Slashdot Mirror


Why Does Current Clustering Require Recoding?

AugstWest asks: "I've been doing some research into what the available clustering options are for pooling CPU resources, and it looks like most of the solutions I've found require that programs be re-written to take advantage of the cluster. Since there are virtualization apps like Bochs and VMWare, where the applications just make use of a virtual CPU as if it was a real CPU, why aren't there clustering solutions that do this as well?"

6 of 75 comments (clear)

  1. latency? by Johnny+Mnemonic · · Score: 5, Insightful

    why aren't there clustering solutions that do this as well?

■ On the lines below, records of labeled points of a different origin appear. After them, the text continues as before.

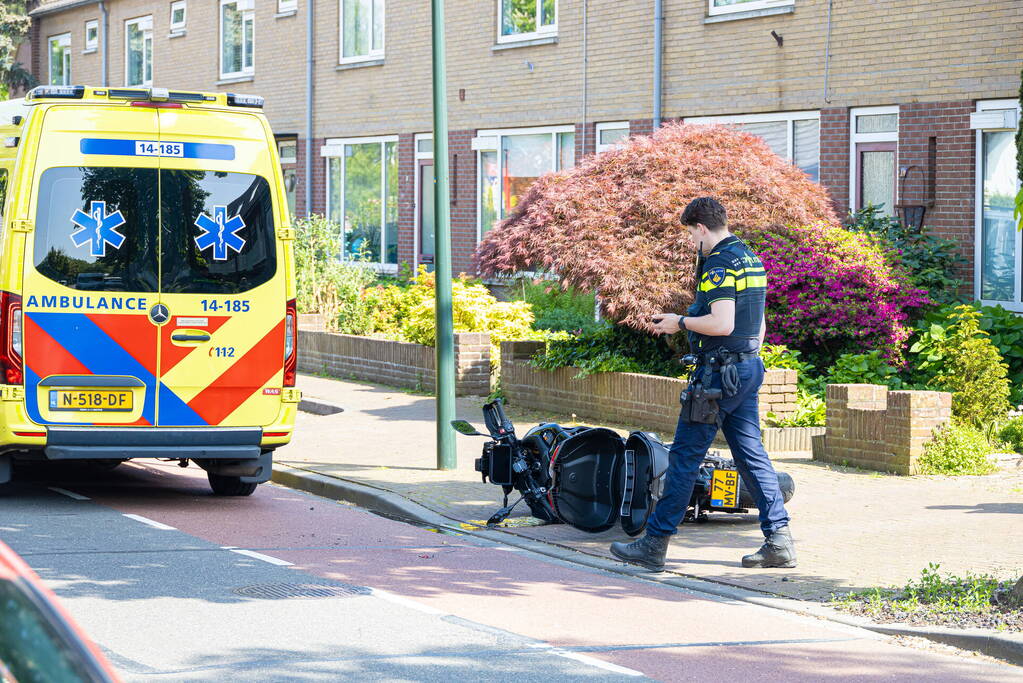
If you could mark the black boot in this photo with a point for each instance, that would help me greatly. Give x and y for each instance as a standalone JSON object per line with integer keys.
{"x": 648, "y": 551}
{"x": 777, "y": 550}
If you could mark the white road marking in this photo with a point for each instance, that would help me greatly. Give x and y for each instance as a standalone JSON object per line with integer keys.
{"x": 150, "y": 522}
{"x": 411, "y": 604}
{"x": 70, "y": 494}
{"x": 259, "y": 555}
{"x": 588, "y": 661}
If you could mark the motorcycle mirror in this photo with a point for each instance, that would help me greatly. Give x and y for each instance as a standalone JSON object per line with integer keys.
{"x": 461, "y": 426}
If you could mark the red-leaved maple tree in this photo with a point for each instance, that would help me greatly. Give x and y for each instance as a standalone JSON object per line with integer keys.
{"x": 611, "y": 223}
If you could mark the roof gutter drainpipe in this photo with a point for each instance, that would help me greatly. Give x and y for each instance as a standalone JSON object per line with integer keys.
{"x": 309, "y": 108}
{"x": 658, "y": 50}
{"x": 106, "y": 42}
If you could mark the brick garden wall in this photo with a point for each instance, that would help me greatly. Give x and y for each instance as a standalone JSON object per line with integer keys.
{"x": 395, "y": 363}
{"x": 619, "y": 397}
{"x": 872, "y": 427}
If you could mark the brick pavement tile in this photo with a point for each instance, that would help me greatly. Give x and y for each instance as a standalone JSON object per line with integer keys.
{"x": 853, "y": 529}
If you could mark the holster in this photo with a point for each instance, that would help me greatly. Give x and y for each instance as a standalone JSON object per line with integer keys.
{"x": 700, "y": 404}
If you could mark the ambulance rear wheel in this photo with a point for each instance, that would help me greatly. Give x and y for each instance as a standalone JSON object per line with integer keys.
{"x": 230, "y": 486}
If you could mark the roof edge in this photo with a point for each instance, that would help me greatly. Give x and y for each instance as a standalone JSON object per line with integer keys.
{"x": 54, "y": 7}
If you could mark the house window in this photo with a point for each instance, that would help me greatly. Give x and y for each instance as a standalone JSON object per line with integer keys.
{"x": 288, "y": 150}
{"x": 874, "y": 155}
{"x": 362, "y": 196}
{"x": 138, "y": 51}
{"x": 361, "y": 30}
{"x": 610, "y": 136}
{"x": 178, "y": 15}
{"x": 795, "y": 136}
{"x": 509, "y": 162}
{"x": 237, "y": 38}
{"x": 998, "y": 243}
{"x": 731, "y": 6}
{"x": 60, "y": 59}
{"x": 91, "y": 35}
{"x": 522, "y": 19}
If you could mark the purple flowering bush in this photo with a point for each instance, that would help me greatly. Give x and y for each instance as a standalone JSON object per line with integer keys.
{"x": 833, "y": 291}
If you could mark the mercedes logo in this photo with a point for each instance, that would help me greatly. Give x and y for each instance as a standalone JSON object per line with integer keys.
{"x": 159, "y": 314}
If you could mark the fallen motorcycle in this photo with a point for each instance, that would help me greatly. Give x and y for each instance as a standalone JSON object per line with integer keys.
{"x": 592, "y": 479}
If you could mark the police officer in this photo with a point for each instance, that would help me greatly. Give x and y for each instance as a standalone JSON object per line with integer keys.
{"x": 725, "y": 326}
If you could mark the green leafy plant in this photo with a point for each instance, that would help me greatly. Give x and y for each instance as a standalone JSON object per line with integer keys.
{"x": 557, "y": 308}
{"x": 609, "y": 348}
{"x": 809, "y": 412}
{"x": 327, "y": 285}
{"x": 971, "y": 368}
{"x": 931, "y": 262}
{"x": 958, "y": 449}
{"x": 869, "y": 368}
{"x": 1011, "y": 434}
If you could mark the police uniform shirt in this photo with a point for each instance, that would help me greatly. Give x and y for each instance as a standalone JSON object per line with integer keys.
{"x": 732, "y": 271}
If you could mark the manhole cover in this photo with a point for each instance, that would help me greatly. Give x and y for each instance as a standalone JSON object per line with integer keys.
{"x": 283, "y": 591}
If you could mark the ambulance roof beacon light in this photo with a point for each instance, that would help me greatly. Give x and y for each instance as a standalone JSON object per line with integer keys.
{"x": 245, "y": 100}
{"x": 64, "y": 92}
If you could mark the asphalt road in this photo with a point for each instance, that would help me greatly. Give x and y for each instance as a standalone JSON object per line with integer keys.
{"x": 178, "y": 585}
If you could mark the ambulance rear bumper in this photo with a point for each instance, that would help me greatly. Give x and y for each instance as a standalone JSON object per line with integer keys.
{"x": 63, "y": 443}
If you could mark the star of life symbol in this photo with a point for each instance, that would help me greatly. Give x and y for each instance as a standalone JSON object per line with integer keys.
{"x": 220, "y": 232}
{"x": 97, "y": 227}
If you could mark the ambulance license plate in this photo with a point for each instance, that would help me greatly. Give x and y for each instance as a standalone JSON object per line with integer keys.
{"x": 724, "y": 488}
{"x": 94, "y": 400}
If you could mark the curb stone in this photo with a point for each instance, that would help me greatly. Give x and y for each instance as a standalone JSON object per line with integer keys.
{"x": 1006, "y": 647}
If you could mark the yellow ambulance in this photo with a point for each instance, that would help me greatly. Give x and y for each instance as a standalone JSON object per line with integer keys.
{"x": 146, "y": 282}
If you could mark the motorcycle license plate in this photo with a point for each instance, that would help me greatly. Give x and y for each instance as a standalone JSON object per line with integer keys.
{"x": 99, "y": 401}
{"x": 724, "y": 488}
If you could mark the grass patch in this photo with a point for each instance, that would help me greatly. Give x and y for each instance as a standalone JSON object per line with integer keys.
{"x": 936, "y": 599}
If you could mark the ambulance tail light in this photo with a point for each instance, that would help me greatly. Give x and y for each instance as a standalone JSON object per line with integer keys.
{"x": 10, "y": 338}
{"x": 291, "y": 344}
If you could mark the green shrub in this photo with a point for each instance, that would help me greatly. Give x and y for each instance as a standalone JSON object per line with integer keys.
{"x": 930, "y": 261}
{"x": 809, "y": 412}
{"x": 327, "y": 285}
{"x": 1006, "y": 329}
{"x": 777, "y": 356}
{"x": 870, "y": 368}
{"x": 554, "y": 308}
{"x": 609, "y": 348}
{"x": 972, "y": 369}
{"x": 1012, "y": 434}
{"x": 958, "y": 449}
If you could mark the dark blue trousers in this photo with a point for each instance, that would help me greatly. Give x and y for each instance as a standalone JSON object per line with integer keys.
{"x": 740, "y": 418}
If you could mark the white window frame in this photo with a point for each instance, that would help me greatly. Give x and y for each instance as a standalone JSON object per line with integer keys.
{"x": 541, "y": 31}
{"x": 94, "y": 45}
{"x": 496, "y": 135}
{"x": 372, "y": 55}
{"x": 856, "y": 138}
{"x": 335, "y": 148}
{"x": 418, "y": 155}
{"x": 63, "y": 40}
{"x": 610, "y": 126}
{"x": 180, "y": 26}
{"x": 145, "y": 26}
{"x": 248, "y": 9}
{"x": 746, "y": 6}
{"x": 788, "y": 117}
{"x": 1017, "y": 305}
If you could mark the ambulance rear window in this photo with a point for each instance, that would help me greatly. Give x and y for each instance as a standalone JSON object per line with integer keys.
{"x": 96, "y": 228}
{"x": 218, "y": 232}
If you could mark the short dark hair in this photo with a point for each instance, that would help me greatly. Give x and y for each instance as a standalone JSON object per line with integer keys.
{"x": 707, "y": 211}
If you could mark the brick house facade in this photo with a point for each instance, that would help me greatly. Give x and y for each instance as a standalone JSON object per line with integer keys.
{"x": 875, "y": 98}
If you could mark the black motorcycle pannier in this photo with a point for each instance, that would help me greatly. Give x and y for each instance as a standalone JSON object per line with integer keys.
{"x": 597, "y": 480}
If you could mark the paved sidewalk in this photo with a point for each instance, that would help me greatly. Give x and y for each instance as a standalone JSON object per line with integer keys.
{"x": 853, "y": 529}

    Because it's a lot faster to address a local CPU than it is to send that info down the wire to a remote CPU? And because of that latency, it's a lot easier to keep 2 or more local CPUs in sync than it is to keep 2 or more remote CPUs in sync?

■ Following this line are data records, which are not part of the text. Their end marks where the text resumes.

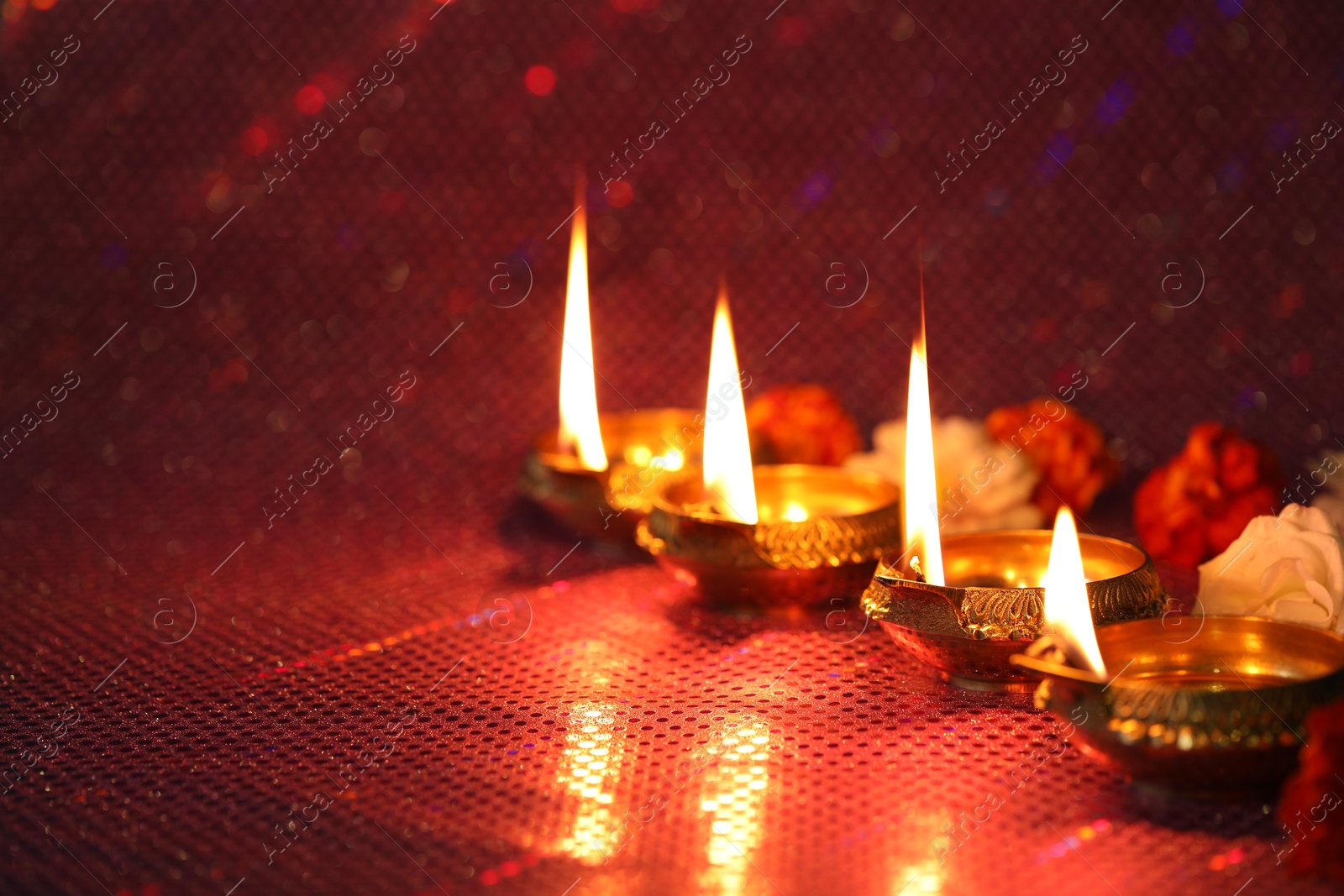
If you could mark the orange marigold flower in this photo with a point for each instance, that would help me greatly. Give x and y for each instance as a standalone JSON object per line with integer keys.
{"x": 1194, "y": 506}
{"x": 1068, "y": 450}
{"x": 801, "y": 425}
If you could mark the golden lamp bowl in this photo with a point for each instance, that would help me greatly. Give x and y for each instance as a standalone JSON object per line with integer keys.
{"x": 968, "y": 631}
{"x": 853, "y": 517}
{"x": 1220, "y": 714}
{"x": 643, "y": 448}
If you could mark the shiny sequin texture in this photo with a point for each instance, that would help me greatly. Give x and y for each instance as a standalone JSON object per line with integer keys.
{"x": 414, "y": 683}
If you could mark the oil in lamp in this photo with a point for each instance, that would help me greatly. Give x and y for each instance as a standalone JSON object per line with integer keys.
{"x": 596, "y": 473}
{"x": 774, "y": 533}
{"x": 965, "y": 604}
{"x": 1221, "y": 714}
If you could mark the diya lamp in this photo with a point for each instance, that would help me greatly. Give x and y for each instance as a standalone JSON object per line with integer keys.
{"x": 597, "y": 473}
{"x": 1221, "y": 714}
{"x": 965, "y": 604}
{"x": 772, "y": 533}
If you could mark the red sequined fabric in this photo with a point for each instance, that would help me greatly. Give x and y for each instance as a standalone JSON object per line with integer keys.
{"x": 281, "y": 302}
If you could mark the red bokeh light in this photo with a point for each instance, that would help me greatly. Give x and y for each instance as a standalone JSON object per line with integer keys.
{"x": 539, "y": 81}
{"x": 255, "y": 141}
{"x": 309, "y": 100}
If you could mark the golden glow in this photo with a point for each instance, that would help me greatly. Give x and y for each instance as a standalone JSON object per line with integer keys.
{"x": 644, "y": 457}
{"x": 734, "y": 793}
{"x": 921, "y": 495}
{"x": 925, "y": 878}
{"x": 589, "y": 770}
{"x": 580, "y": 430}
{"x": 1068, "y": 609}
{"x": 727, "y": 449}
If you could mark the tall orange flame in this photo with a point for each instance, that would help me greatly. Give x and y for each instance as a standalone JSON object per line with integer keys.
{"x": 580, "y": 429}
{"x": 727, "y": 449}
{"x": 921, "y": 493}
{"x": 1068, "y": 609}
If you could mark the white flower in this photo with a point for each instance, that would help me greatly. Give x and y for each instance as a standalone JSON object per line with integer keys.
{"x": 1332, "y": 500}
{"x": 1289, "y": 567}
{"x": 983, "y": 484}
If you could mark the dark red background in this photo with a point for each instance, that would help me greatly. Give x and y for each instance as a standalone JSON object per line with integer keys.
{"x": 346, "y": 275}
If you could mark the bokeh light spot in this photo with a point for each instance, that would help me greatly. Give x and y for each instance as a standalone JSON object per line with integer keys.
{"x": 539, "y": 81}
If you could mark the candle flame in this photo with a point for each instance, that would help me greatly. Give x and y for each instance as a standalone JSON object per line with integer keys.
{"x": 580, "y": 430}
{"x": 1068, "y": 609}
{"x": 727, "y": 449}
{"x": 921, "y": 495}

    You need to recode because you want to work around the latency, which is severe, of working via a network cable--so you design your apps to minimize messaging between CPUs. Some apps can do this well--they don't need results from other CPUs to complete their own information.

    Other applications require CPUs to work in tandem, and for each CPU to have to wait while the results are served out over GigE would suck some serious ass, even if it might be technically possible.

    --

    --
    $tar -xvf .sig.tar
  2. cooking lessons by xutopia · · Score: 3, Insightful
    imagine telling a group of 10 cooks to make a huge roast. You wouldn't cut the roast in 10 pieces and each make them cook it seperatly and then glue the pieces back together. It would be highly difficult to glue back the 10 pieces. Instead it would make more sense to ask all cooks to do a seperate tasks. A few could could cut vegetables while another would make a sauce, another a salad.

    As it stands today, an OS cannot easily share tasks. But there exists some tasks which are more easily shareable than others. I imagine within a century we'll be able to share tasks more easily and I think the CELL chip is meant to ease this transition but I could be wrong.

    1. Re:cooking lessons by swmccracken · · Score: 3, Insightful

      See, is this High Availablity clustering or performance clustering. The asker doesn't state, and it's a rather important distinction.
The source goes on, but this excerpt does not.